Big 3 again: Bankruptcy or bailout?

On Friday I mentioned that I was for allowing GM (and the Big 3 if necessary) to go bankrupt, provided it goes through a Chapter 11 bankruptcy (company still operating while restructuring) and not Chapter 7 (full liquidation). Several experts seems to think that GM would have to go Chapter 7 because of the impossibility of securing credit, but I did not understand why it was not possible for the government to secure its credit somehow to ensure it goes Chapter 11.
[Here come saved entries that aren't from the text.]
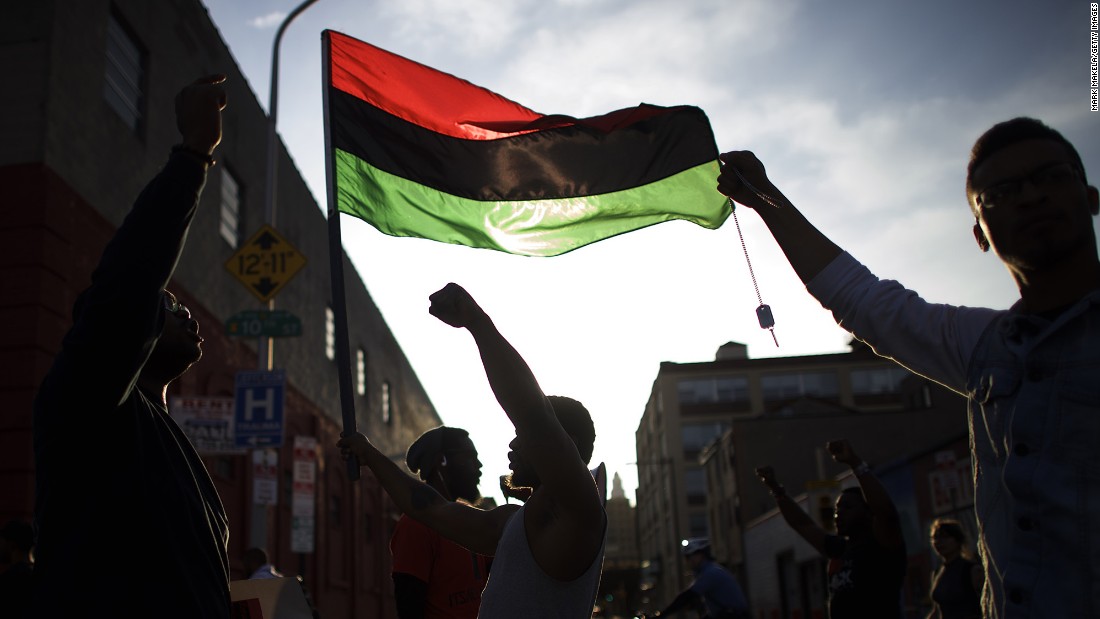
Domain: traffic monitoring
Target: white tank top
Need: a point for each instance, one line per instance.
(518, 587)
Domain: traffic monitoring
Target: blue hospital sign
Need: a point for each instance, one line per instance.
(260, 398)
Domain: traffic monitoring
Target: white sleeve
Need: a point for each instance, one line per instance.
(933, 340)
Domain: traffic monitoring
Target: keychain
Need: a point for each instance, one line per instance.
(763, 311)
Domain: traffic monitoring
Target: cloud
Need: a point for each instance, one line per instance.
(271, 20)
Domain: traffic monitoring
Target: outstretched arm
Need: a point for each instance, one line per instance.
(546, 444)
(119, 317)
(886, 524)
(465, 526)
(564, 518)
(792, 514)
(805, 247)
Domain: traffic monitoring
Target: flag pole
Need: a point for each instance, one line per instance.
(336, 267)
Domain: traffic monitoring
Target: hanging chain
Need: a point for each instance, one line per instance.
(763, 312)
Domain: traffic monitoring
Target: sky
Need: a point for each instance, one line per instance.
(864, 113)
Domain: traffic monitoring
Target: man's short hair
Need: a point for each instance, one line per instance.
(426, 450)
(578, 423)
(1007, 133)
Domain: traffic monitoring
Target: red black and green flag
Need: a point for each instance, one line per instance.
(420, 153)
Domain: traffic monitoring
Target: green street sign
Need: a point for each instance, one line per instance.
(264, 323)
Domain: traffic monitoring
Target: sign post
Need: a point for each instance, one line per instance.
(265, 263)
(259, 411)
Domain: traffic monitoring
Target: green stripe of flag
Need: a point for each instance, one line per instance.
(399, 207)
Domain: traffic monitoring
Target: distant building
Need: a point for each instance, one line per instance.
(618, 586)
(787, 577)
(778, 411)
(87, 122)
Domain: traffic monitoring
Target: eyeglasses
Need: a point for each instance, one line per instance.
(172, 304)
(1005, 194)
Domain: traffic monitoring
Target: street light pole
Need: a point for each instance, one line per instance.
(265, 350)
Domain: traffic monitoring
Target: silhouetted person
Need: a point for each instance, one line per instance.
(867, 553)
(956, 585)
(257, 565)
(129, 522)
(714, 585)
(17, 540)
(548, 553)
(1027, 372)
(435, 577)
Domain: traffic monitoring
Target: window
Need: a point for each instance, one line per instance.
(387, 415)
(699, 526)
(361, 372)
(125, 74)
(717, 390)
(230, 227)
(694, 437)
(695, 483)
(790, 386)
(878, 380)
(330, 333)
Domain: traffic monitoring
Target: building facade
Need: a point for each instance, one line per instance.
(618, 585)
(88, 119)
(779, 411)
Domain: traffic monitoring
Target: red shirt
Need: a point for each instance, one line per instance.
(455, 576)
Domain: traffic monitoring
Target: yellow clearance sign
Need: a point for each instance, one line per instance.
(265, 263)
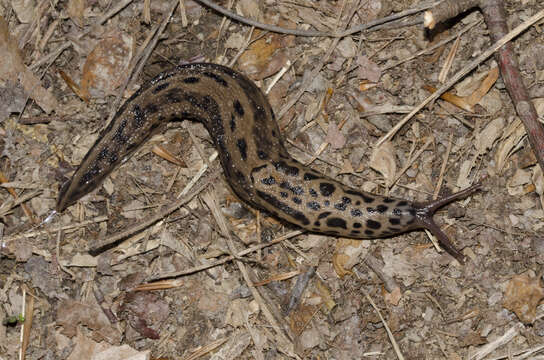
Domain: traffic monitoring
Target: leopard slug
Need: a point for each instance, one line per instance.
(255, 161)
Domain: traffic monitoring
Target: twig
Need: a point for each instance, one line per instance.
(471, 66)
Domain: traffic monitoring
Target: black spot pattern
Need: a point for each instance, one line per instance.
(242, 146)
(297, 190)
(314, 205)
(373, 224)
(356, 212)
(286, 169)
(295, 214)
(310, 176)
(269, 180)
(367, 199)
(324, 215)
(232, 123)
(394, 221)
(218, 79)
(238, 108)
(326, 189)
(150, 109)
(337, 222)
(191, 80)
(160, 87)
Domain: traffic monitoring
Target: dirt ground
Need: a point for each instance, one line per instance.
(171, 291)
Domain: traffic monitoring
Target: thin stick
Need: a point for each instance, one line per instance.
(471, 66)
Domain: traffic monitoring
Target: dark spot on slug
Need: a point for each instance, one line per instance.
(232, 123)
(272, 200)
(119, 136)
(150, 109)
(242, 146)
(286, 169)
(103, 154)
(191, 80)
(269, 180)
(337, 222)
(160, 87)
(367, 199)
(174, 96)
(238, 108)
(373, 224)
(356, 212)
(297, 190)
(218, 79)
(324, 215)
(381, 208)
(326, 189)
(314, 205)
(310, 176)
(394, 221)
Today, Paul Krugman linked to a piece by Jonathan Cohn which said bankruptcy would be disastrous because of the aforementioned reason without exploring the possibility that the government could ensure that it goes Chapter 11; and said the bailout was the only solution and that the Big 3 had definitely learned from their mistakes anyway. It just seemed that my point was too stupid to even mention, as I did not read anyone consider that it could be a viable alternative.

But Felix Salmon came to my rescue:
At heart, this argument is simple. There's no available DIP financing for an orderly Chapter 11 bankruptcy, and Chapter 7 liquidation would be disastrous, therefore we need a bailout which avoids any kind of bankruptcy at all. But I don't see why a government bailout must, ipso facto, avoid any kind of bankruptcy.
He makes some good argument on the timing problem:
So there would need to be serious negotiations between all of GM's stakeholders and the government -- negotiations which, I'll concede, would be all but impossible during this uncomfortable interregnum between the election and the inauguration. Even if GM can somehow muddle through until January, it can hardly expect such negotiations to be concluded in a matter of weeks.
But this is hardly an insurmountable difficulty, it is just slightly more tricky than a bailout where legislators simply give free money in the hope that the company will use it wisely and that it learned its lesson this time. But it is also the best hope of successful reorganizing for American automakers.